An die 180.000 Soldaten aus dem Senegal wurden im Ersten Weltkrieg für die französische Armee eingezogen. 30.000 von ihnen starben an der Front von Nord- und Ostfrankreich bei den Schlachten gegen die deutsche Armee. Dorthin hat es auch David Diops Romanhelden Alfa Ndiaye und seinen Freund Mademba Diop verschlagen. Gemeinsam erleben sie die Gräuel des Krieges. Bei einer Angriffsattacke wird Mademba von einer Granate schwer verwundet. Im Sterben liegend, fleht er seinen Freund an, dem Leiden ein Ende zu machen, ihn zu töten. Doch Alfa zögert. Dieser Bitte kann er nicht nachkommen. "Bei der Wahrheit Gottes, wäre ich schon gewesen, der ich heute bin, hätte ich ihm die Kehle durchgeschnitten wie einem Opferschaf, aus Freundschaft." Mademba, der wie der Autor den Namen "Diop" trägt, stirbt unter Qualen. Die Schreie wird Alfa nie mehr los. Sie verwandeln sein Wesen.

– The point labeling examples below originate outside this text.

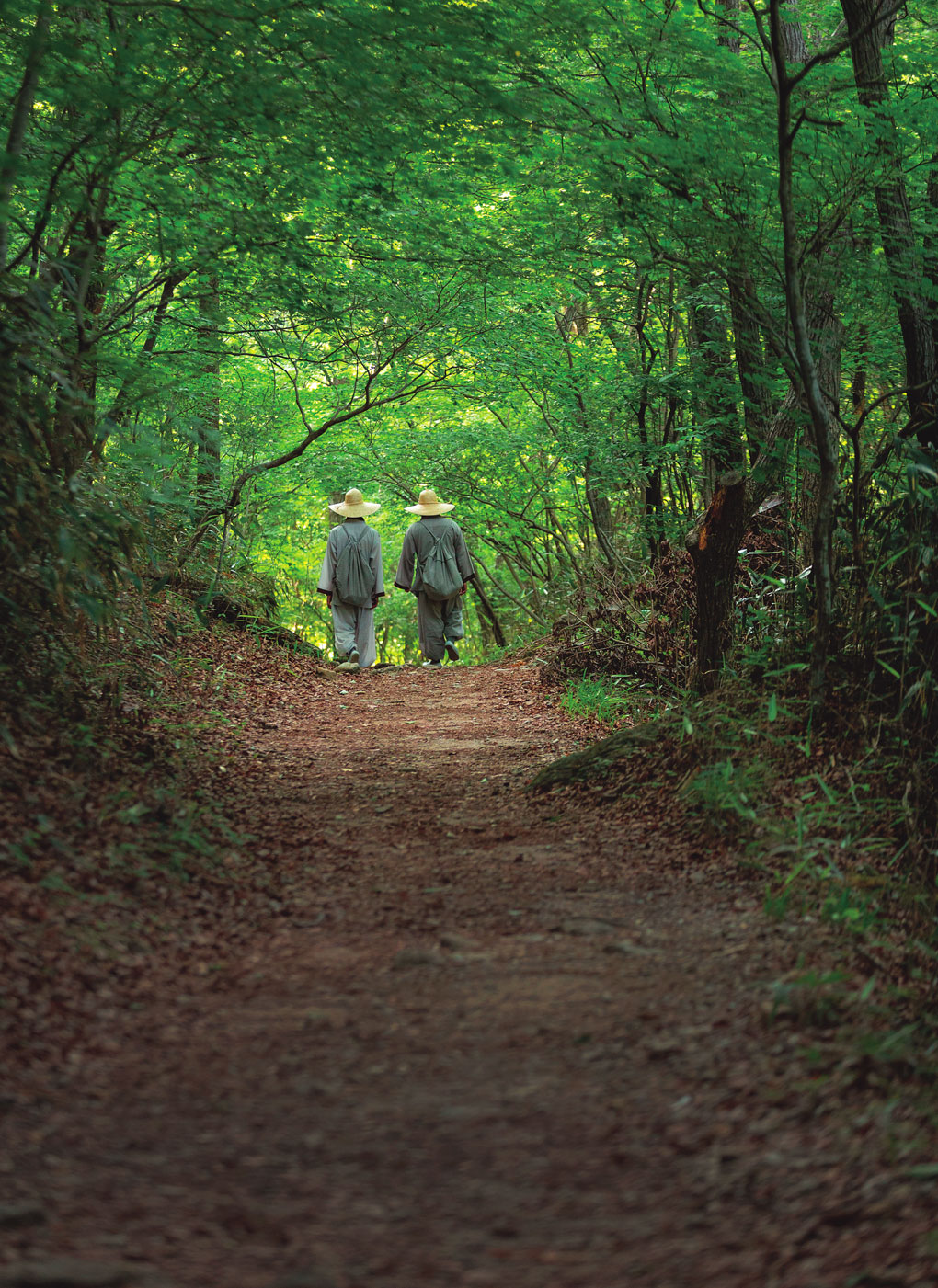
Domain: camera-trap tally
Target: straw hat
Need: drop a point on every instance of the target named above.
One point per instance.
(428, 503)
(355, 505)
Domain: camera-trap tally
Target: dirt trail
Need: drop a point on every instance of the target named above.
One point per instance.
(497, 1040)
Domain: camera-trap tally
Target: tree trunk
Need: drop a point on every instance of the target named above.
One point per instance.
(714, 543)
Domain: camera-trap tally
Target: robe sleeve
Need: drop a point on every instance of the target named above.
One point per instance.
(375, 561)
(326, 585)
(463, 559)
(404, 577)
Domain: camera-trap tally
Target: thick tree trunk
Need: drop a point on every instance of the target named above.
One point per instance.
(714, 543)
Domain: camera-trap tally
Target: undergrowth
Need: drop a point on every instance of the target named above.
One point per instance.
(834, 815)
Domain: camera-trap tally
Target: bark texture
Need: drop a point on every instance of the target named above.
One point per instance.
(713, 545)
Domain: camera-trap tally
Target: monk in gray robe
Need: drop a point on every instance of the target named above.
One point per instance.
(353, 623)
(440, 622)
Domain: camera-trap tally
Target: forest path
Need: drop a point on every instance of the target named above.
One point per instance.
(498, 1040)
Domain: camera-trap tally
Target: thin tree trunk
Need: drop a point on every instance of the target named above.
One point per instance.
(797, 313)
(713, 545)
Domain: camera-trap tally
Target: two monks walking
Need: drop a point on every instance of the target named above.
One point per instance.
(434, 564)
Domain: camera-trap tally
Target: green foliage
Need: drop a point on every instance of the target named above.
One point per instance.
(602, 699)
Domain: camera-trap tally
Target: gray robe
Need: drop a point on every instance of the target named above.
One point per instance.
(353, 626)
(437, 621)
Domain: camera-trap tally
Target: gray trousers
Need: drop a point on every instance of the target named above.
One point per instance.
(355, 627)
(437, 621)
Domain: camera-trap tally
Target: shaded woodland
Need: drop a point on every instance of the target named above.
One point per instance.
(648, 290)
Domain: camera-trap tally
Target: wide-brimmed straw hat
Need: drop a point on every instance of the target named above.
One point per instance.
(355, 505)
(428, 503)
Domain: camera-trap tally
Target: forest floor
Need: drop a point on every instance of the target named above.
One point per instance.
(481, 1037)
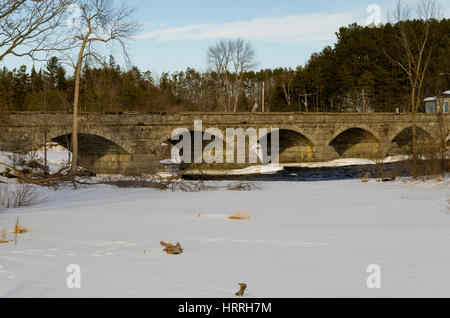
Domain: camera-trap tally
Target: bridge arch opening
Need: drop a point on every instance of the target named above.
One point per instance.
(356, 143)
(294, 147)
(96, 153)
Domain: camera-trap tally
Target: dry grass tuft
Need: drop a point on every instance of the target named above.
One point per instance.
(15, 196)
(365, 178)
(19, 228)
(4, 237)
(240, 216)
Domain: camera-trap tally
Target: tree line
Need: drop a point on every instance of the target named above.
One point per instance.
(357, 74)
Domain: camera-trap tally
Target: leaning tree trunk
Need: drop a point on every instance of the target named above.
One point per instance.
(76, 98)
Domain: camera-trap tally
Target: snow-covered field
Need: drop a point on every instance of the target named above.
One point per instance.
(304, 239)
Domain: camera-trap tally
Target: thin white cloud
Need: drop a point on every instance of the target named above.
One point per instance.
(293, 28)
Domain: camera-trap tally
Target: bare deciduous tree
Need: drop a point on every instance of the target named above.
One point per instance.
(101, 24)
(231, 59)
(28, 26)
(417, 48)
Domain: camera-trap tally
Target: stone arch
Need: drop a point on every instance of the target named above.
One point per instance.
(294, 147)
(356, 142)
(97, 153)
(192, 132)
(403, 138)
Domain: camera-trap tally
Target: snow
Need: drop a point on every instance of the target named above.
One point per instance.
(304, 239)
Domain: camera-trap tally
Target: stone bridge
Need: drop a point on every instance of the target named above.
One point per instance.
(134, 143)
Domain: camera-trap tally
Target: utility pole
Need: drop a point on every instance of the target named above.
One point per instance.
(306, 100)
(364, 102)
(262, 97)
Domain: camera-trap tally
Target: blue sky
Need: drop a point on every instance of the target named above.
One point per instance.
(176, 33)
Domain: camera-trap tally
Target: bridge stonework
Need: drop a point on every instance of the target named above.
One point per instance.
(133, 143)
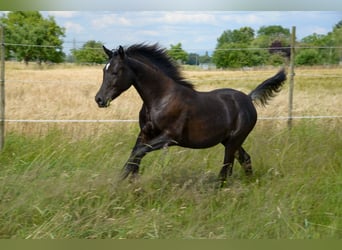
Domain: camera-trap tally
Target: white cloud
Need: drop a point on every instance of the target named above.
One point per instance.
(63, 14)
(174, 17)
(108, 20)
(74, 27)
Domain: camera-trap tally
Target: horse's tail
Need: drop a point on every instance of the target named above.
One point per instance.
(266, 90)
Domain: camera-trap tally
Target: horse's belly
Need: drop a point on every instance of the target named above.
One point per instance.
(203, 136)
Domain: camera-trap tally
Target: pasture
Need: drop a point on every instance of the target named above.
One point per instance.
(60, 180)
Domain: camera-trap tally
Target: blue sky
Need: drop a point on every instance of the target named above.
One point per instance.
(196, 30)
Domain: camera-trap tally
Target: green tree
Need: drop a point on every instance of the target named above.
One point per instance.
(308, 57)
(177, 53)
(321, 49)
(193, 59)
(267, 35)
(33, 37)
(91, 52)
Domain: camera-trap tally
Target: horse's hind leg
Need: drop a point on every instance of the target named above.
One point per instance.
(228, 162)
(245, 160)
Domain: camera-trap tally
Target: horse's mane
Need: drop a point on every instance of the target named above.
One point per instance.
(158, 56)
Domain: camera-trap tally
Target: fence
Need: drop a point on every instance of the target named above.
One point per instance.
(288, 118)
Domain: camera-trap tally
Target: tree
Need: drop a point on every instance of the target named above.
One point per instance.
(34, 38)
(91, 52)
(193, 59)
(321, 49)
(233, 49)
(177, 53)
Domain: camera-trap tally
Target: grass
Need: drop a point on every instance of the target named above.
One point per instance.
(60, 180)
(52, 187)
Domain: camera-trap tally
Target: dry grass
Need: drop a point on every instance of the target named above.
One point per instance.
(67, 92)
(52, 186)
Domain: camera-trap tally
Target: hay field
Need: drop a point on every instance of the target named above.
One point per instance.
(59, 181)
(67, 92)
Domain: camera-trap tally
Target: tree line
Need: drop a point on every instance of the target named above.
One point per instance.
(31, 37)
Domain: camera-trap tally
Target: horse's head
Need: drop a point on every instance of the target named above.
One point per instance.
(117, 77)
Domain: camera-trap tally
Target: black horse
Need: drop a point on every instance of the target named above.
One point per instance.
(174, 113)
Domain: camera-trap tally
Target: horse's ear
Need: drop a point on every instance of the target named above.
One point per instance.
(121, 52)
(108, 52)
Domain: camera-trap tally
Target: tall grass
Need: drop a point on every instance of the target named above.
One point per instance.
(54, 187)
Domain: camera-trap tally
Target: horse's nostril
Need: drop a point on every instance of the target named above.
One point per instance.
(98, 100)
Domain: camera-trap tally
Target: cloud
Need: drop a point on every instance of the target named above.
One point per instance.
(108, 20)
(74, 27)
(63, 14)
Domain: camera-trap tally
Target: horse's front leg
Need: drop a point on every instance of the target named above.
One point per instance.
(141, 148)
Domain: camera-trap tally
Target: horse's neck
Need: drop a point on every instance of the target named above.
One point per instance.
(151, 84)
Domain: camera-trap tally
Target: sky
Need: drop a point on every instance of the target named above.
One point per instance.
(196, 30)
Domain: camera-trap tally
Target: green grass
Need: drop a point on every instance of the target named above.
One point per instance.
(55, 187)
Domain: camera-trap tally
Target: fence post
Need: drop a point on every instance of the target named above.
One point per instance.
(292, 74)
(2, 88)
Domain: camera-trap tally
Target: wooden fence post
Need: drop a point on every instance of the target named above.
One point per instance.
(2, 88)
(292, 74)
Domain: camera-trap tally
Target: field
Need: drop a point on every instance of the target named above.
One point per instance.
(60, 180)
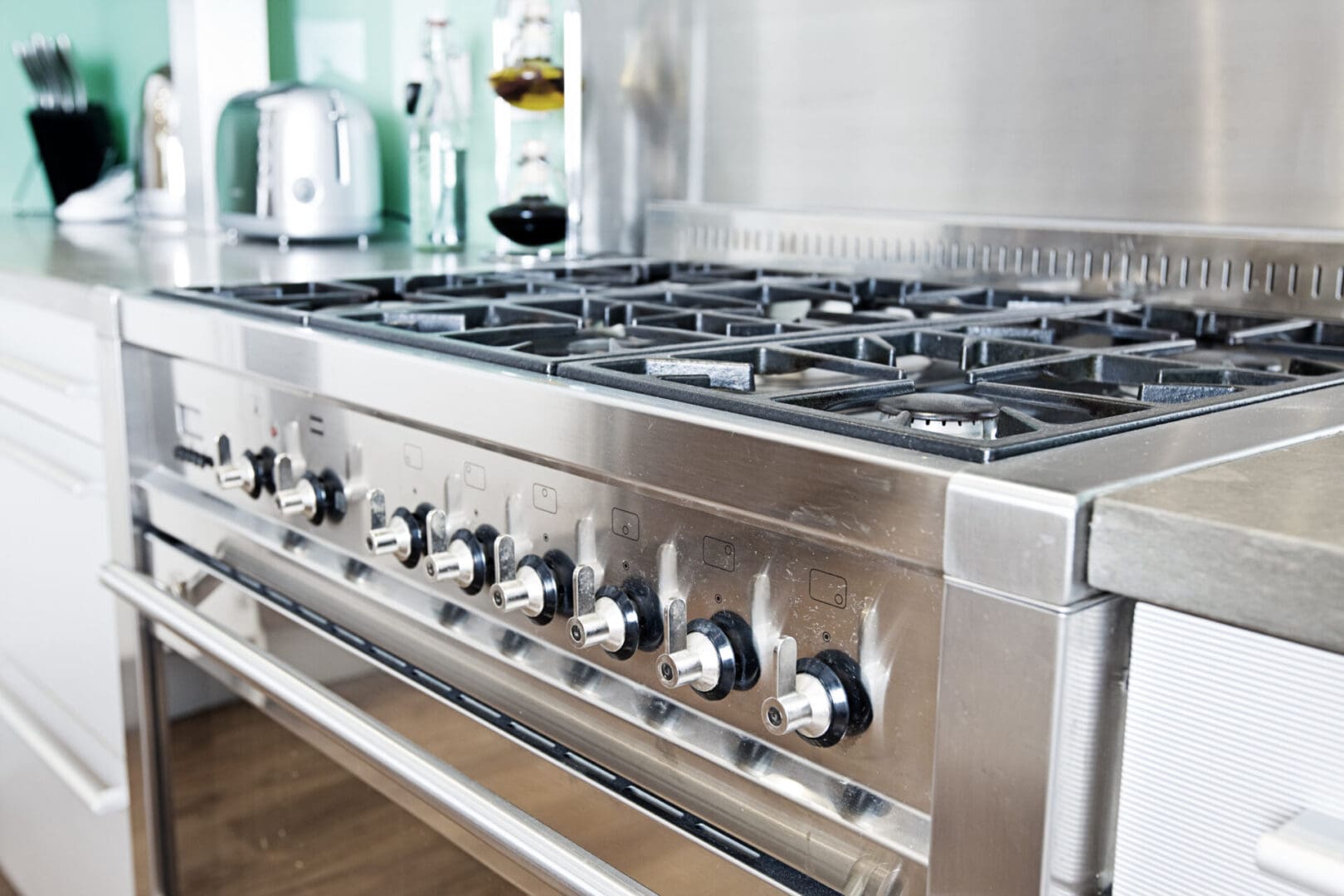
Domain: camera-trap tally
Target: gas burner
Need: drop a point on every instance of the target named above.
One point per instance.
(962, 416)
(986, 391)
(968, 373)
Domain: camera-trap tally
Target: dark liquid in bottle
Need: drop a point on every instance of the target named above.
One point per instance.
(533, 221)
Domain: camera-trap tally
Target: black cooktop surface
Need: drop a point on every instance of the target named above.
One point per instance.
(960, 371)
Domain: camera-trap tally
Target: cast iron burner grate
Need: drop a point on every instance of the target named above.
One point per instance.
(986, 390)
(542, 317)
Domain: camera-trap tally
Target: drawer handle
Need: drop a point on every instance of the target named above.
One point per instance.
(1308, 850)
(49, 470)
(555, 860)
(46, 377)
(99, 796)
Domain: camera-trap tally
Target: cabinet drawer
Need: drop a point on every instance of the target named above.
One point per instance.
(60, 625)
(1234, 746)
(49, 367)
(61, 830)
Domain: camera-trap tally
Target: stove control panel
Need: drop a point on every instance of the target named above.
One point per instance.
(784, 635)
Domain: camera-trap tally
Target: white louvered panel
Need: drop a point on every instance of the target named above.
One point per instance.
(1227, 737)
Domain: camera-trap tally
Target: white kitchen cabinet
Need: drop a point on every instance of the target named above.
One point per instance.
(1233, 777)
(62, 751)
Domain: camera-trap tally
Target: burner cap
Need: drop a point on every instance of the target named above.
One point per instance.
(938, 407)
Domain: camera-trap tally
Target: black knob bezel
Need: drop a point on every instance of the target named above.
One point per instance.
(479, 562)
(728, 659)
(264, 472)
(485, 533)
(329, 496)
(562, 568)
(738, 631)
(417, 523)
(640, 614)
(851, 709)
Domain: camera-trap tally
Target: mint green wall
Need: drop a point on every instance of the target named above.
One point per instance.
(116, 43)
(368, 47)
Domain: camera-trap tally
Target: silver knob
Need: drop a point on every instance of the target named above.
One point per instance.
(301, 499)
(691, 659)
(602, 627)
(455, 563)
(396, 538)
(696, 665)
(801, 702)
(526, 592)
(236, 476)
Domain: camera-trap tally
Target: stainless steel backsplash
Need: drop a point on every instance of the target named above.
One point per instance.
(1199, 112)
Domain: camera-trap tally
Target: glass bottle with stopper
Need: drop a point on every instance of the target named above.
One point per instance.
(528, 78)
(533, 218)
(440, 109)
(538, 128)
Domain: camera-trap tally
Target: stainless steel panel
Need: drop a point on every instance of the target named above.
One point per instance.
(785, 805)
(1257, 542)
(1020, 525)
(1029, 743)
(827, 488)
(481, 813)
(1188, 112)
(1298, 271)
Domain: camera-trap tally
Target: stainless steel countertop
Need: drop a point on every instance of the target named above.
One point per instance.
(1255, 542)
(140, 257)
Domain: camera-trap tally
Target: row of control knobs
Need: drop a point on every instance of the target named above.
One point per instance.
(821, 698)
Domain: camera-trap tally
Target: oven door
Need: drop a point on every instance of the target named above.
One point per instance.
(283, 752)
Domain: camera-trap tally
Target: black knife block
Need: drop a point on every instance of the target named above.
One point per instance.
(75, 147)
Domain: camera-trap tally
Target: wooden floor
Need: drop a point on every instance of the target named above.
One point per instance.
(296, 822)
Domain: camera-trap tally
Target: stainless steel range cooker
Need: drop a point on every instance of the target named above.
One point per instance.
(671, 575)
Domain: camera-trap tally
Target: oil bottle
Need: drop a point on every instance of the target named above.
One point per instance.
(530, 80)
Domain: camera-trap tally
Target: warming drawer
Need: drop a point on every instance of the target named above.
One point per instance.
(1234, 763)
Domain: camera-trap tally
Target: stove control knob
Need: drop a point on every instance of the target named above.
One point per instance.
(318, 496)
(714, 655)
(619, 620)
(541, 587)
(464, 558)
(821, 698)
(251, 473)
(401, 536)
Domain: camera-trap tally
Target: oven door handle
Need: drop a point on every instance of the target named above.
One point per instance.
(50, 470)
(46, 377)
(548, 856)
(99, 796)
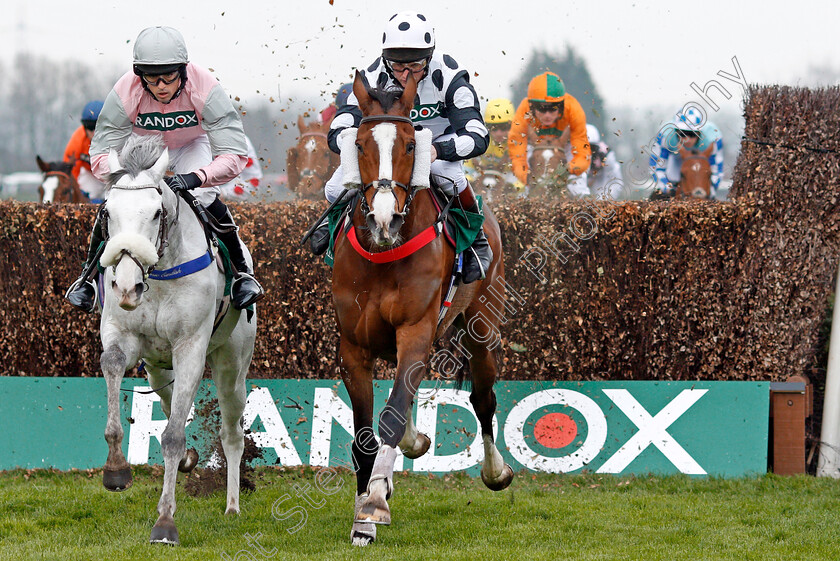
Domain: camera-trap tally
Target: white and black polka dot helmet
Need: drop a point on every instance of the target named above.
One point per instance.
(408, 37)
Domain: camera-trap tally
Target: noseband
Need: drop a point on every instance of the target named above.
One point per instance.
(163, 230)
(383, 185)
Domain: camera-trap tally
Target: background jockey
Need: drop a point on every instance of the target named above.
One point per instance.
(77, 153)
(549, 110)
(248, 181)
(446, 104)
(686, 130)
(166, 95)
(327, 115)
(604, 177)
(498, 116)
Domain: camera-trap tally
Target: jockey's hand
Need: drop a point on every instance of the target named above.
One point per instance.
(183, 181)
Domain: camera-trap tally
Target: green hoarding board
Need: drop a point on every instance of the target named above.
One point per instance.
(697, 428)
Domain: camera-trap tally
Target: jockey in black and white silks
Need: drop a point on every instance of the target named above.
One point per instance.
(447, 104)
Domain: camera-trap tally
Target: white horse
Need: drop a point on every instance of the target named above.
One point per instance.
(167, 323)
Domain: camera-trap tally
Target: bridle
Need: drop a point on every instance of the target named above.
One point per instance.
(162, 241)
(384, 185)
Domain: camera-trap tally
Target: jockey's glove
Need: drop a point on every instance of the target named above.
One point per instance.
(183, 181)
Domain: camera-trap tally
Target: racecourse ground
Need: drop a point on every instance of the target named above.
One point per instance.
(69, 516)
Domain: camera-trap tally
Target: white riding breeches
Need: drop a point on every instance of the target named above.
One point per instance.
(94, 188)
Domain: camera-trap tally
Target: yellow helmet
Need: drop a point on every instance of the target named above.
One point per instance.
(499, 111)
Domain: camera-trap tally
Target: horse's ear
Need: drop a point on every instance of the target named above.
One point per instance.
(409, 92)
(360, 88)
(114, 161)
(161, 165)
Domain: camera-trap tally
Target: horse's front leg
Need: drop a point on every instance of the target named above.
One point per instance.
(188, 360)
(116, 475)
(356, 366)
(161, 381)
(413, 347)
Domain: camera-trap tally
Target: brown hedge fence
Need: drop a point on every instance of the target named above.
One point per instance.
(671, 291)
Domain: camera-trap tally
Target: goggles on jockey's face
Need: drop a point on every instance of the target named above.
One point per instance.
(545, 107)
(413, 67)
(156, 79)
(687, 134)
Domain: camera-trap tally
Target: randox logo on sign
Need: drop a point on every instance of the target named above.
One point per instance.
(425, 112)
(697, 428)
(166, 121)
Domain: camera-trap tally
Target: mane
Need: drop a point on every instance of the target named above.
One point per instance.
(385, 97)
(139, 153)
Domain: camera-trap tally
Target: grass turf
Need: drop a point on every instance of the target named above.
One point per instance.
(69, 515)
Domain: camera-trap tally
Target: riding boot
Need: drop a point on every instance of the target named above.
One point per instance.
(319, 241)
(82, 293)
(245, 289)
(479, 255)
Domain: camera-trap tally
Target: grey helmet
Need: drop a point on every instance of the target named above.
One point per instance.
(159, 50)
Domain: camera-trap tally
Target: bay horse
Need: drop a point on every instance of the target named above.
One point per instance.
(310, 163)
(59, 185)
(546, 177)
(162, 292)
(388, 299)
(695, 174)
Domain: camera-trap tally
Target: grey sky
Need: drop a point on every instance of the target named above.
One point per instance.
(638, 54)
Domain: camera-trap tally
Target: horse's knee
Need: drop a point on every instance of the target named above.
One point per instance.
(174, 442)
(112, 360)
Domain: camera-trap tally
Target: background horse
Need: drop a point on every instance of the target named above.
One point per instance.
(388, 306)
(310, 163)
(173, 331)
(59, 185)
(547, 166)
(695, 175)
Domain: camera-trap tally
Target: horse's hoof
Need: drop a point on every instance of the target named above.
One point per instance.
(501, 482)
(417, 451)
(189, 461)
(374, 511)
(116, 479)
(164, 532)
(362, 534)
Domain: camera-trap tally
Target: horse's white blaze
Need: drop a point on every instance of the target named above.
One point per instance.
(385, 135)
(50, 185)
(384, 203)
(137, 245)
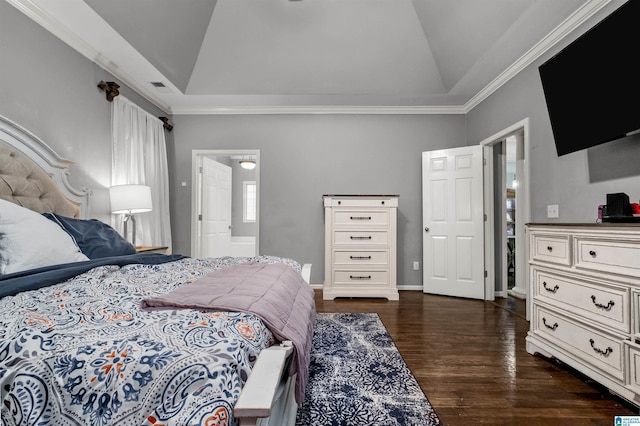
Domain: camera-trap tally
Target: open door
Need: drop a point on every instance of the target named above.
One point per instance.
(453, 222)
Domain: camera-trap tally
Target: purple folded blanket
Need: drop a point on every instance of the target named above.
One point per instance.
(274, 292)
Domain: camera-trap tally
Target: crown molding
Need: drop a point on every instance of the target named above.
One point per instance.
(576, 19)
(587, 10)
(42, 18)
(317, 109)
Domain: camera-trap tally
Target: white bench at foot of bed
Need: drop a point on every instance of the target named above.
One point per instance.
(268, 397)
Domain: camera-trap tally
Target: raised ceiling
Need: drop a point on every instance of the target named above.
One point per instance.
(440, 56)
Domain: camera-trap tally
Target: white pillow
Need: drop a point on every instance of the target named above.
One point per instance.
(29, 240)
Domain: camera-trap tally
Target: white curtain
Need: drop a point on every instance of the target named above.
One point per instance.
(139, 156)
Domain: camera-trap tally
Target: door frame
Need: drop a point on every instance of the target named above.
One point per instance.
(196, 189)
(524, 203)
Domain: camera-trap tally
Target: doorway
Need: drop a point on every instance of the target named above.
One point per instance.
(234, 231)
(507, 189)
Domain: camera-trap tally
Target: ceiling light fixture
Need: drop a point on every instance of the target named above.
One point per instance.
(248, 164)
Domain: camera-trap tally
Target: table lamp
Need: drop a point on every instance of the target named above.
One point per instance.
(129, 200)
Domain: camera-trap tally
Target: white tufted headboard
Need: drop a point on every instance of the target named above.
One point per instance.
(34, 176)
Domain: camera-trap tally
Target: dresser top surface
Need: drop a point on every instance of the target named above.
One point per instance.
(360, 195)
(586, 225)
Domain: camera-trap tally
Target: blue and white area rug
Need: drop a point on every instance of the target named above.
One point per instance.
(358, 377)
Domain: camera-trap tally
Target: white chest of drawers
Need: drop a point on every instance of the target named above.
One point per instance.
(360, 246)
(585, 301)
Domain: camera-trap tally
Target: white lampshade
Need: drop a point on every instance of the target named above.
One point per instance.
(130, 199)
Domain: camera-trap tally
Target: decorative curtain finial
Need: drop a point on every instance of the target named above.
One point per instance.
(166, 124)
(110, 88)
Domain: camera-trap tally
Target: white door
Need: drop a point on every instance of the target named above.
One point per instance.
(453, 222)
(216, 209)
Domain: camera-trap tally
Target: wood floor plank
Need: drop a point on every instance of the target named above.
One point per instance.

Perfidie der kriegerischen Vorstellungswelt

Die Franzosen statteten ihre afrikanischen Soldaten mit einer Machete aus. Das sollte dem deutschen Gegner vor Augen führen, dass diese wilden "Schokosoldaten" noch andere Dinge mit ihnen anstellen könnten als zu schießen und Granaten zu werfen. Alfa nimmt seine Machete in die Hand und bestätigt das, was sein Hauptmann und die Kameraden von ihm denken: Als ein "Wilder" kriecht er nachts – "wenn der dunkle Himmel den schwarzen Mann beinahe unsichtbar macht" – aus seinem Schützengraben. Er schleicht zu den feindlichen Linien, holt sich einen Deutschen, schneidet ihm die Kehle durch. – "Und für uns alle gilt: Nachts ist unser Blut schwarz." Und dann hackt er dem Toten mit der Machete die rechte Hand ab. Alfa sucht die Hand desjenigen deutschen Soldaten, der die tödliche Granate auf seinen Freund geschleudert hat. Und weil er diese eine Hand nicht finden kann, tötet Alfa Nacht für Nacht einen anderen Deutschen, nimmt die Hände als Trophäen mit. Aus Angst vor diesem wild gewordenen "Wilden" schickt der Hauptmann Alfa Ndiaye auf Fronturlaub in ein Hospital. Die letzten Worte, die der Hauptmann an Alfa richtet, offenbaren die Perfidie der kriegerischen Vorstellungswelt: "Wenn du wieder einsatzbereit bist, kommst du zurück. Du musst mir versprechen, dass du die Feinde nicht mehr verstümmelst, verstanden? Du musst sie einfach nur töten, nicht verstümmeln. Im zivilisierten Krieg ist das verboten. Verstanden?"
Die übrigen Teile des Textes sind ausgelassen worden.